Harnessing omnipresent oscillator networks as computational resource

TL;DR

This paper introduces a universal framework using the Kuramoto oscillator model to harness natural oscillator networks for computation, demonstrating their synchronization-based learning and potential as information processing systems.

Contribution

It presents a novel method to emulate target systems with oscillator networks via feedback loops, leveraging synchronization properties for computational tasks.

Findings

Oscillator networks can emulate complex systems through trained feedback loops.

Synchronization properties enable the networks to inherit performance characteristics.

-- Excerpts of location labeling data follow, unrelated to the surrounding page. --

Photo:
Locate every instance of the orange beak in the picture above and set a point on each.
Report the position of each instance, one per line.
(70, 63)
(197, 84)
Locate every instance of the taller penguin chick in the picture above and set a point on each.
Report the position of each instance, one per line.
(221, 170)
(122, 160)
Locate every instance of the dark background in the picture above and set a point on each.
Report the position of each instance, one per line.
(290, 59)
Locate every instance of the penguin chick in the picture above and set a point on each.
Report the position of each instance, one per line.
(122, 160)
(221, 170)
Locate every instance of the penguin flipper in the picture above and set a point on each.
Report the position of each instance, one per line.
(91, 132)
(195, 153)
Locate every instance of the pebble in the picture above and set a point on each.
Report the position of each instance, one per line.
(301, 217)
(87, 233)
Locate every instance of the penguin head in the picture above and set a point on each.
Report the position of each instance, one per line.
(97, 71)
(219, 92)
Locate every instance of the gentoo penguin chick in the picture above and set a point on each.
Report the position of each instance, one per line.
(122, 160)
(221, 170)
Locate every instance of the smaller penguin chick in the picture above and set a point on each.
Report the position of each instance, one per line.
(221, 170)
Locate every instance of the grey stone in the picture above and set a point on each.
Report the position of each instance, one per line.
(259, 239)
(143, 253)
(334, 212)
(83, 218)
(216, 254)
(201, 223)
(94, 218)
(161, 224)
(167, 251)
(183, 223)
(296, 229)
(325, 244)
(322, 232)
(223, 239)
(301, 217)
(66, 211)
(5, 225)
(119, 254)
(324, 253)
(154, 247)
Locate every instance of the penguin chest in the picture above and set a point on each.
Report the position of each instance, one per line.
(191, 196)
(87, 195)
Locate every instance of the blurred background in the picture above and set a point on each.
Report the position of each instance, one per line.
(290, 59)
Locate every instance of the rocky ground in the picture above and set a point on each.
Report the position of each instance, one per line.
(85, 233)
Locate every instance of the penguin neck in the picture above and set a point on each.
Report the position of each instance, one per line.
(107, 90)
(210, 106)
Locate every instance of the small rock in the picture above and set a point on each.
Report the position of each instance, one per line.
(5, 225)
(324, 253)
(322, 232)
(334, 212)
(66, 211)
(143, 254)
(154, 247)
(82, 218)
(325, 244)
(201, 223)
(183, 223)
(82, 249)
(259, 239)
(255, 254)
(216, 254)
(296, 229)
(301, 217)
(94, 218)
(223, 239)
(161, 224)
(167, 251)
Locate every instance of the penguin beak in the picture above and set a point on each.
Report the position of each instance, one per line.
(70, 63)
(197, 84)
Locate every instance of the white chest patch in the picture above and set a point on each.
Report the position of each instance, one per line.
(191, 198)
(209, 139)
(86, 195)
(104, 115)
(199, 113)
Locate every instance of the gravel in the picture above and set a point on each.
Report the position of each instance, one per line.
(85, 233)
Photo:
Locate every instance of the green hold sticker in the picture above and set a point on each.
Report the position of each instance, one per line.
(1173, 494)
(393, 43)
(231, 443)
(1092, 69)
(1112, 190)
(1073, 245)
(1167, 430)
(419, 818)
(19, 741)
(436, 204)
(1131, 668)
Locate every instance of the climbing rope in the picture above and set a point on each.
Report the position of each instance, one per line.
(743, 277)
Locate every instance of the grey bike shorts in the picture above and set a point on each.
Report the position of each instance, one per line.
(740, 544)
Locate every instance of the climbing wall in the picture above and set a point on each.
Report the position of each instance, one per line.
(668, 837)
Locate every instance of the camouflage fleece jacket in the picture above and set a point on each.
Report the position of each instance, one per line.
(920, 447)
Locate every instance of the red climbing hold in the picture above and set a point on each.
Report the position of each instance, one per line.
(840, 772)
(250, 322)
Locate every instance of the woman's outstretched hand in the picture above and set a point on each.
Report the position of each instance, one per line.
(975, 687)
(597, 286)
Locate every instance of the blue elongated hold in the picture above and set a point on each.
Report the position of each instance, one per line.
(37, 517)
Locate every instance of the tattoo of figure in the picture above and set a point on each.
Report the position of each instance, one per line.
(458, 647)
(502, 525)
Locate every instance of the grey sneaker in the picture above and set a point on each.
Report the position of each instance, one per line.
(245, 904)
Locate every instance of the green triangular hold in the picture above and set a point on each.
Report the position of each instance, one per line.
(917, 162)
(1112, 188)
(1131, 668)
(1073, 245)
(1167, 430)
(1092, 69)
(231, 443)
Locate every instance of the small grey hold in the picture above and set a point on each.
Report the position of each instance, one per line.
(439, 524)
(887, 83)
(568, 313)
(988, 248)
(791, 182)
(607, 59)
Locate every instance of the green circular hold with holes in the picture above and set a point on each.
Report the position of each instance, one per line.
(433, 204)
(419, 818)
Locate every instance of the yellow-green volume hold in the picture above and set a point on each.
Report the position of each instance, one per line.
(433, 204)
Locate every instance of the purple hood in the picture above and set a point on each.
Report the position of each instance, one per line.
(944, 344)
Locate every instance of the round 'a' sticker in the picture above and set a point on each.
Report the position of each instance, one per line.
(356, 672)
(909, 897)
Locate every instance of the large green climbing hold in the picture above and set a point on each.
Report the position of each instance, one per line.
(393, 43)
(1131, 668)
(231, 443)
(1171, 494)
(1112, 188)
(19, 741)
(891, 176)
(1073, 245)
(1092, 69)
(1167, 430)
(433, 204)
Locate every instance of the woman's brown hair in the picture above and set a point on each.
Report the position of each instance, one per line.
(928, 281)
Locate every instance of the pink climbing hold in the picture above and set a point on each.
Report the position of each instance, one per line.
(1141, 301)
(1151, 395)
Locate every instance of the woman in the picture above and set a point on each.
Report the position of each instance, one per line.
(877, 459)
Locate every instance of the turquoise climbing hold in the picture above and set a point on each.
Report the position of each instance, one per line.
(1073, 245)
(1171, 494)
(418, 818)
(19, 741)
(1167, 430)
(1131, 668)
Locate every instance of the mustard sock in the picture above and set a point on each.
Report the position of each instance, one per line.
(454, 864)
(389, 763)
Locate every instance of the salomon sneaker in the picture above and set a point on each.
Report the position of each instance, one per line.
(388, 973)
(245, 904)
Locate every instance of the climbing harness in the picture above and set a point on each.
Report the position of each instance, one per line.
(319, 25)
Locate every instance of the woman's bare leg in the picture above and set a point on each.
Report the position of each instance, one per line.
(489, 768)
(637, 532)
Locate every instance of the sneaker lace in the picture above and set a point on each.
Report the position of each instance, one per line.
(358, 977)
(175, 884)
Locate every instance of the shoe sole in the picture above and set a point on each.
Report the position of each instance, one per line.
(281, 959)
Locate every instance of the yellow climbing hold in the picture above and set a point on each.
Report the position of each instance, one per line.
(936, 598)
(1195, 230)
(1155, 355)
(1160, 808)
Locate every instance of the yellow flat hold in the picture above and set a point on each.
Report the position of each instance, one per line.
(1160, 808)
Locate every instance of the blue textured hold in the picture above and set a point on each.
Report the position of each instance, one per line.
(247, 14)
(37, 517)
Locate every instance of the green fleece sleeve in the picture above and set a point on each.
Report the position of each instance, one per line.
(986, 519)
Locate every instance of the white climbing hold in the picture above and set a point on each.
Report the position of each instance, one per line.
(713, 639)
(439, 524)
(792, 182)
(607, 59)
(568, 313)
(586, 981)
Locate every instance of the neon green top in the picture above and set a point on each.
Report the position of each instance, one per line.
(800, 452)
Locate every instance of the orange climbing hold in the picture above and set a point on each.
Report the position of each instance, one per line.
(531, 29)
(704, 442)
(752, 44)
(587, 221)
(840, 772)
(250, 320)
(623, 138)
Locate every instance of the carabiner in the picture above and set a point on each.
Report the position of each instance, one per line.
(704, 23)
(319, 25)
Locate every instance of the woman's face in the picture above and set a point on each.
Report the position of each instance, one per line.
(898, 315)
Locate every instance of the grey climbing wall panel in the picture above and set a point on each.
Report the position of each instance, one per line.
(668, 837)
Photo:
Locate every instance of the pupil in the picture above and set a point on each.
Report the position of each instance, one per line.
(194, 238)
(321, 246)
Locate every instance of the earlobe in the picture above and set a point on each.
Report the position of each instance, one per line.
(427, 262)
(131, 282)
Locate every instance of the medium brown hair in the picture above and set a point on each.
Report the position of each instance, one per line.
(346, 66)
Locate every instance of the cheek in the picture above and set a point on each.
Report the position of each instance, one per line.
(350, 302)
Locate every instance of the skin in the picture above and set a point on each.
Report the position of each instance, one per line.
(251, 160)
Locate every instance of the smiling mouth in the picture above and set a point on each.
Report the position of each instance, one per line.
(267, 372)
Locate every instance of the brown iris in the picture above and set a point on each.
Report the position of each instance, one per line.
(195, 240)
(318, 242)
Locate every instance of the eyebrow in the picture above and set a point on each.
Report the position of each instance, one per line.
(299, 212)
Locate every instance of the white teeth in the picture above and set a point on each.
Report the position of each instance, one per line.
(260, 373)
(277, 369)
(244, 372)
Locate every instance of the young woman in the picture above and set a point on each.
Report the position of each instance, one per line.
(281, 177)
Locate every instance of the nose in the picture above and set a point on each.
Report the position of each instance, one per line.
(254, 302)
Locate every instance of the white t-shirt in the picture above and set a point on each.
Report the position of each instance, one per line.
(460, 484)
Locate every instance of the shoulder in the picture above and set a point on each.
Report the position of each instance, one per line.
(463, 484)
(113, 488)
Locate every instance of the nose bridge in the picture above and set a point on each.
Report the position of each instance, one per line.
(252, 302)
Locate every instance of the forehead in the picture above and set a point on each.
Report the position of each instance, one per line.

The approach offers linear time complexity for all-to-all coupling in networks.

Abstract

Nature is pervaded with oscillatory dynamics. In networks of coupled oscillators patterns can arise when the system synchronizes to an external input. Hence, these networks provide processing and memory of input. We present a universal framework for harnessing oscillator networks as computational resource. This computing framework is introduced by the ubiquitous model for phase-locking, the Kuramoto model. We force the Kuramoto model by a nonlinear target-system, then after substituting the target-system with a trained feedback-loop it emulates the target-system. Our results are two-fold. Firstly, the trained network inherits performance properties of the Kuramoto model, where all-to-all coupling is performed in linear time with respect to the number of nodes and parameters for synchronization are abundant. The latter implies that the network is generically successful since the system learns via sychronization. Secondly, the learning capabilities of the oscillator network, which describe a type of collective intelligence, can be explained using Kuramoto model's order parameter. In summary, this work provides the foundation for utilizing nature's oscillator networks as a new class of information processing systems.